During his own trial, Robert Menendez pinned the crimes on his wife, who his defense attorneys framed as greedy and manipulative. Now a convicted felon, Robert Menendez changed his tune in a sentencing submission from this summer, claiming that he “didn’t fully preview” what his defense attorneys were going to say about his wife prior to trial.

“I put my life in his hands and he strung me like a puppet,” Nadine Menendez said Thursday, adding that her husband promised that if he was acquitted her case would “vanish.”

But Robert Menendez wasn’t acquitted. And while the sentencing judge said he didn’t agree with depictions of Nadine Menendez as the ringleader of the scheme, she also wasn’t the innocent bystander she claimed.

“You knew what you were doing,” U.S. District Judge Sidney Stein, a Bill Clinton appointee, said. “You were always purposeful.”

Stein said he believed his 54-month sentence was a lenient one, given the facts of the case.

“You set up meetings, you initiated actions, you involved others,” the judge said. “You knew what you were doing throughout. I’m not going to go through chapter and verse of what you did, but you were definitely a manager or supervisor in the conspiracy and not a subordinate actor.”

Nadine Menendez won’t have to surrender to prison until July 10, 2026, to make way for a series of medical procedures she plans to undergo over the next several months. Her legal team indicated that they’d be appealing her conviction.

Despite her depiction of her husband in court on Thursday, she told reporters outside the courthouse that she does not plan on divorcing him.

“The defendant and her partner in crime, former Senator Robert Menendez, engaged in the most brazen form of public corruption — gold bars, cash, and a luxury car in exchange for a Senator’s power,” Jay Clayton, U.S. Attorney for the Southern District of New York, said in a statement. “Today’s sentence sends an important message: our elected officials are not for sale.”

Nadine Menendez was sentenced nearly nine months after her husband, a longtime New Jersey Democratic congressman, received 11 years of prison time for taking bribes from foreign interests, including the Egyptian government and the Qatari royal family.

Prosecutors in the Southern District of New York sought seven years, arguing she “did not commit bribery reluctantly, fleetingly or on a small scale,” pushing back on her defense’s claims.

Robert and Nadine Menendez were indicted together in 2023 after investigators discovered gold bars, a Mercedes-Benz convertible, and hundreds of thousands of dollars in cash — much of it stuffed in clothing bearing the senator’s name — inside their New Jersey home.

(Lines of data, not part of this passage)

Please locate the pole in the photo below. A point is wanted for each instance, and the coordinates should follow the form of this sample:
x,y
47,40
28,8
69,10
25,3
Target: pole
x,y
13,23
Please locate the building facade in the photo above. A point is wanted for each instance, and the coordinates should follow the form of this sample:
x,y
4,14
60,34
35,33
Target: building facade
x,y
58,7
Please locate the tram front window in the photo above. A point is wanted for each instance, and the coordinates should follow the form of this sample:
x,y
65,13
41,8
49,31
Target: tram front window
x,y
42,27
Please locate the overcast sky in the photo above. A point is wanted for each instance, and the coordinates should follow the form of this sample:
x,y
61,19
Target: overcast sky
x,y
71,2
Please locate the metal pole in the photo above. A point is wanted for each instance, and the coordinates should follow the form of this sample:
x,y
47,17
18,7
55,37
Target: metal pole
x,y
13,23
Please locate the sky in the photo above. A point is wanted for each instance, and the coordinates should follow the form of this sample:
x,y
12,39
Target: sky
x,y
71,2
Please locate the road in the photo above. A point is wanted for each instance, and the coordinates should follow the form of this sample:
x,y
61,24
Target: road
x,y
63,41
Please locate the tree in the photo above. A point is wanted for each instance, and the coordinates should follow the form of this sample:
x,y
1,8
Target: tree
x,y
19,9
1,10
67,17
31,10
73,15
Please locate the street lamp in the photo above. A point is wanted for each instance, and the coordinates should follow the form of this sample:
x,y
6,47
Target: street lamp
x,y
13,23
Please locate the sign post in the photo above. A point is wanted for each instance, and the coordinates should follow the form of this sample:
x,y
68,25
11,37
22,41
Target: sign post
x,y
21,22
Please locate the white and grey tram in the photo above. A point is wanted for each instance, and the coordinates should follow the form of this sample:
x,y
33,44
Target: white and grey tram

Prosecutors said the items were bribes the senator accepted in exchange for corrupt favors, including protecting a businessman’s monopoly, blocking the nomination of a U.S. attorney in New Jersey and providing the Egyptian government with sensitive U.S. information.

Nadine Menendez acted as a go-between for her husband and those seeking to buy his influence. One witness testified in April that she personally picked out the Mercedes-Benz convertible she would receive as a bribe, in exchange for Robert Menendez trying to halt a statewide probe into the man’s trucking business.

“She told me she wanted a Mercedes-Benz,” Jose Uribe, who testified for the government pursuant to a plea deal, said at Nadine Menendez’s trial.

Although indicted alongside her husband, Nadine Menendez was not tried with him. She was diagnosed with breast cancer and could not sit through Robert Menendez’s trial last year, where two co-defendants faced bribery charges.

Her own trial, held this spring, drew far less attention. Prosecutors presented much of the same evidence, but as the sole defendant, she often sat alone at the defense table during courtroom breaks.

Robert Menendez didn’t once make an appearance at that trial. Following the three-week trial, a federal jury found Nadine Menendez guilty on all 15 charges against her, including bribery, wire fraud and obstruction of justice. The trial judge later rejected her efforts to overturn that verdict, finding prosecutors’ evidence to be “more than sufficient” to back up the jury’s findings.